Google via Remotasks
Improving LLM Outputs and Documenting Hallucination Risk

01 See the Problem Was…
Google Bard produced frequent hallucinations and factual inaccuracies across historical, social, and cultural domains, making its outputs unreliable as a source of verified information. When prompted with leading or misleading inputs, Bard consistently generated confidently stated but inaccurate responses, particularly across nuanced historical topics requiring contextual judgment.

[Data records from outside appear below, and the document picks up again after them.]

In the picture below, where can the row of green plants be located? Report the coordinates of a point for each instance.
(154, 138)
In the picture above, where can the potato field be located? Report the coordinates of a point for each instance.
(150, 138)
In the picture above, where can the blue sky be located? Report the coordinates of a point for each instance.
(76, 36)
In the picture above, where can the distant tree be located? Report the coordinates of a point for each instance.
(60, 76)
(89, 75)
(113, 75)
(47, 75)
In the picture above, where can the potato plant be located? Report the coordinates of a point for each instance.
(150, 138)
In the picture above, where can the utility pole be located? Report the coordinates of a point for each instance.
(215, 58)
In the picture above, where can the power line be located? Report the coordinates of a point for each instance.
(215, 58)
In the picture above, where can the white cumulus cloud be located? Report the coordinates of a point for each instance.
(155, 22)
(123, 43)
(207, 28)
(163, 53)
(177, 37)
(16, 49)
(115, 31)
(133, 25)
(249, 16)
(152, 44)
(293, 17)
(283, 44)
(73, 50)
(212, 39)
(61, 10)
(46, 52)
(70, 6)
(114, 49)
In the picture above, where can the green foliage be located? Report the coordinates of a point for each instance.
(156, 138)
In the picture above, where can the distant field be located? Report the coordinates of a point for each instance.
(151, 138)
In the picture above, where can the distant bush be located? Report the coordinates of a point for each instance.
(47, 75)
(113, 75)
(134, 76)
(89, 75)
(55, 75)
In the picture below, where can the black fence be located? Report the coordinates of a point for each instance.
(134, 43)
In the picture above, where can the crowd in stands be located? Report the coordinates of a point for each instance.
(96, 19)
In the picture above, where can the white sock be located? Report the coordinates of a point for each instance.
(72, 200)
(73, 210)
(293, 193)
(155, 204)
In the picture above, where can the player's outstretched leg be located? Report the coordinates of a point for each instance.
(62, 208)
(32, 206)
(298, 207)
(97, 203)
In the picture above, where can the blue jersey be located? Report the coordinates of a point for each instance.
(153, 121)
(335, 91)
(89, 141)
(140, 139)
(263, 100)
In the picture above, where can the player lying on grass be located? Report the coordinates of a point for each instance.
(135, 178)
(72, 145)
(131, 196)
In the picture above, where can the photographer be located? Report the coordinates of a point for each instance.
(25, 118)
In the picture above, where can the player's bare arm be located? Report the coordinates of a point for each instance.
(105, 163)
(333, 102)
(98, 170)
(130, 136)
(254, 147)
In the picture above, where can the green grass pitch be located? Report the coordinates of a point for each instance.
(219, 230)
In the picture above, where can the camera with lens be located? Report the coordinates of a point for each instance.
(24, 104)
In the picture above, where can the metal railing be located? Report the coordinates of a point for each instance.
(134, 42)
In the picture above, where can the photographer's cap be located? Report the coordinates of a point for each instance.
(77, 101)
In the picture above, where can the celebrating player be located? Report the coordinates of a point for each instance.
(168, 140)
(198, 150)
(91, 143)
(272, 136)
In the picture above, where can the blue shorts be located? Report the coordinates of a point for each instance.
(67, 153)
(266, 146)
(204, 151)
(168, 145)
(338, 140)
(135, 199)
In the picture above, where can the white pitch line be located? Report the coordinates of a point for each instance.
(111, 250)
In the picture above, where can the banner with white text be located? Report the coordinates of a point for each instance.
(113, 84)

The core problem was that Bard could not distinguish between factual accuracy and plausible sounding output, requiring human SME evaluation to identify where and why the model failed.
02 Logan’s Role
- Applied subject matter expertise in History to evaluate Bard’s outputs across articles, essays, journal papers, and multiple choice responses, scoring each against verified historical sources.
- Designed advanced prompts engineered to expose model weaknesses, including structured inputs that nudged Bard toward outputs that were 99% accurate but contained one critical inaccuracy that invalidated the entire response.
- Submitted structured evaluations through scored questionnaires each working session, documenting output quality, reasoning gaps, and hallucination patterns to inform model improvement by Google’s development team.
03 Results
- Evaluated Bard’s outputs over a six-month period in daily working sessions of four to six hours, documenting measurable improvement in output accuracy from the beginning to the end of the evaluation period.
- Despite improvements, Bard never achieved full contextual accuracy. Advanced prompt engineering continued to expose reasoning gaps and produced invalid outputs throughout the evaluation period.
- Demonstrated that LLM accuracy without human judgment remains insufficient for domain-specific use, establishing a repeatable evaluation methodology across multiple output formats and prompt types.